When Socialistworker.com does write on Snowden, it invariably puts forward the false and reactionary perspective of pressuring the Democratic Party.
In a June 12 article entitled “Who’s watching Big Brother?” the editorial board concludes by calling for a Senate committee to investigate the national security apparatus, based on the precedent of the committee headed by Idaho Senator Frank Church in the mid-1970s.
Writing that “under pressure from widespread discontent and activism, the Senate established a committee, chaired by Idaho Sen. Frank Church, to investigate the federal government’s intelligence-gathering activities,” the ISO declares that “today, it will be the same kind of vocal and active opposition, not silence, that will make our world a safer, more democratic place…”
The ISO put forward the same proposal in a re-post from Aljazeera.com published on July 25.
The call for “vocal and active opposition” to pressure the Obama administration and political establishment for more oversight of the national security apparatus is aimed at channeling popular anger and concern over the assault on democratic rights behind the Democratic Party. It deliberately obscures the roots of the decay of democracy in the crisis and decay of American capitalism and the massive growth of social inequality.
It thereby conceals the basic class issues involved in the buildup of a police state apparatus and opposes a genuine socialist perspective, which insists that the defense of democratic rights depends on the development of a mass movement of the working class fighting for socialism.
The ISO’s ignorant talk of another Church committee ignores the vast movement of the entire American political establishment to the right over the last forty years.

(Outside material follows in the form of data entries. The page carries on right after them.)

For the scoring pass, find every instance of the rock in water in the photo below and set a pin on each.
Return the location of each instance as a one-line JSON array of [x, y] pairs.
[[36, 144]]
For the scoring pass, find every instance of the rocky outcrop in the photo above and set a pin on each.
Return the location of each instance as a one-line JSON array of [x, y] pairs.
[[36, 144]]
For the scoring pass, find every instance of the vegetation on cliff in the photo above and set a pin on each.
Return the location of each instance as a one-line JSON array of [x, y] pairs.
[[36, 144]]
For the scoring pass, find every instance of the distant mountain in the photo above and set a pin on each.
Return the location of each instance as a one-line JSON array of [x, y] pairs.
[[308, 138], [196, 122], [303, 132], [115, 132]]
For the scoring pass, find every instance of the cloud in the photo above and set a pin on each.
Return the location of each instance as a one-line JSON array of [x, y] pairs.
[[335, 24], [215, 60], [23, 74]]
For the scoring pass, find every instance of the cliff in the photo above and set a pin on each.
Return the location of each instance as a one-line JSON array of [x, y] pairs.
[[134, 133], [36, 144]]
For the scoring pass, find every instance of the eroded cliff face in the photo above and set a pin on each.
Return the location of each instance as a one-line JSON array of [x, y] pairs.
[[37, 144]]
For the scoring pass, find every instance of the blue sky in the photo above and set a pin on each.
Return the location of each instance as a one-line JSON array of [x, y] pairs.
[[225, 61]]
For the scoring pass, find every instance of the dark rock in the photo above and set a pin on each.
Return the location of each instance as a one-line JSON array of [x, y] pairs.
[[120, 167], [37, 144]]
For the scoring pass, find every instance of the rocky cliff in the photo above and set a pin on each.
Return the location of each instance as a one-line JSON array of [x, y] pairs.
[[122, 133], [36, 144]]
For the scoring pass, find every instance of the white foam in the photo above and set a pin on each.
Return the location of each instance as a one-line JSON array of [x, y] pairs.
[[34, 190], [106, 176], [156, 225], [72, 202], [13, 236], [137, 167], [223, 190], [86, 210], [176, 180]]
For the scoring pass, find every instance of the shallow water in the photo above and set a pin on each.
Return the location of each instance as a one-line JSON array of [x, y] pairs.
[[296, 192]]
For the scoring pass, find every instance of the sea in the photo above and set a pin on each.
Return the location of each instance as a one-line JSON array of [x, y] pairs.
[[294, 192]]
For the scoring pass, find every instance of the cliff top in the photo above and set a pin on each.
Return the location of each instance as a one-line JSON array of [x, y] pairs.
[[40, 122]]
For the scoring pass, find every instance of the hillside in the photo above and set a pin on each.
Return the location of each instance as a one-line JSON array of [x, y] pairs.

As though nothing of significance has happened in the meantime—such as the Iran-Contra affair, the theft of the 2000 election, the “war on terror,” the Patriot Act, Homeland Security, Northern Command, launching of wars based on lies, drone assassinations, Guantanamo, etc.
It also ignores the bipartisan character of the massive assault on democratic rights that has been carried out, particularly since the events of September 11, 2001.
Moreover, the Church committee is significant today above all as a demonstration of the failure of the perspective of pressure on the political establishment and reform of the system. Indeed, one its major “reforms,” the secret Foreign Intelligence Surveillance Court, has become a key instrument for the gutting of the Bill of Rights.
Workers and youth must draw lessons from the right-wing character of the so-called “left,” which has no more commitment to democratic rights than the ruling class itself. As the responses of Melissa Harris-Perry, the Nation and the ISO to the Snowden revelations make clear, these forces have been thoroughly integrated into bourgeois politics. Only the American and international working class, fighting on the basis of a socialist perspective, is capable of mounting a defense of Edward Snowden and democratic rights.